Numerose le domande che nascono spontanee: quali saranno le ripercussioni a lungo termine? Questa situazione porterà a un’evoluzione nel mondo della moda e dei suoi ritmi produttivi? Ci si chiede anche e soprattutto come reagiranno gli attori più importanti per la sua sopravvivenza: i professionisti da una parte e i consumatori dall’altra.

Come abbiamo visto la settimana scorsa, durante le sue lezioni di Fashion Design, la stilista Simona Serra ha affrontato questo argomento con i suoi studenti della MKS Milano Fashion School, i quali rappresentano letteralmente il futuro del settore. Proprio per questo motivo, abbiamo chiesto ad alcuni di loro di condividere con noi una piccola riflessione in merito.

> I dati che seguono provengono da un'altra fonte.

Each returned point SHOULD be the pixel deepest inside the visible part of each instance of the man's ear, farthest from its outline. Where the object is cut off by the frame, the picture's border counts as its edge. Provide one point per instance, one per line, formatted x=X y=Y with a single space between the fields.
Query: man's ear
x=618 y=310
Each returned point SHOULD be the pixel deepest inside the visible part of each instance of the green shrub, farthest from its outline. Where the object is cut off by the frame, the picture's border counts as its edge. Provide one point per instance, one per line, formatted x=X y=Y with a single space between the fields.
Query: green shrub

Carlo Migliori (studente di Fashion Design, Anno I):

È probabile che ad ogni periodo di repressione e tensione ne succeda uno caratterizzato da cambiamenti radicali e spesso volti all’evoluzione. Almeno così la storia ci rammenta; ci basti pensare al Neoclassicismo che dopo la Rivoluzione francese, in un sogno che durò solo due decenni, riuscì a mettere da parte gli eccessi, le frivolezze e le costrizioni del rococò, oppure quando dopo la Seconda guerra mondiale a rivoluzionare la moda e lo stile di vita di tutti furono i colorati e trasgressivi movimenti giovanili degli anni ‘50 e ‘60. Più delle nostre imprese o condizioni finanziarie, sicuramente fondamentali nelle nostre vite, è molto più importante preservare l’aria che respiriamo, continuare a vedere il sole sorgere ed essere sempre più uniti. Forse sarà questo uno dei sentieri nel quale la moda si addentrerà; sempre più fresca, sostenibile e attenta anche alle necessità del pianeta su cui poggiamo i piedi, oltre che al nostro comprensibile bisogno di esprimerci. Certo è che molte aziende, almeno quelle che sopravviveranno al terremoto economico provocato dal Covid-19, prendano volontariamente o meno questa direzione, saranno costrette a dover diminuire le eccessive quantità di produzione e i frenetici ritmi lavorativi.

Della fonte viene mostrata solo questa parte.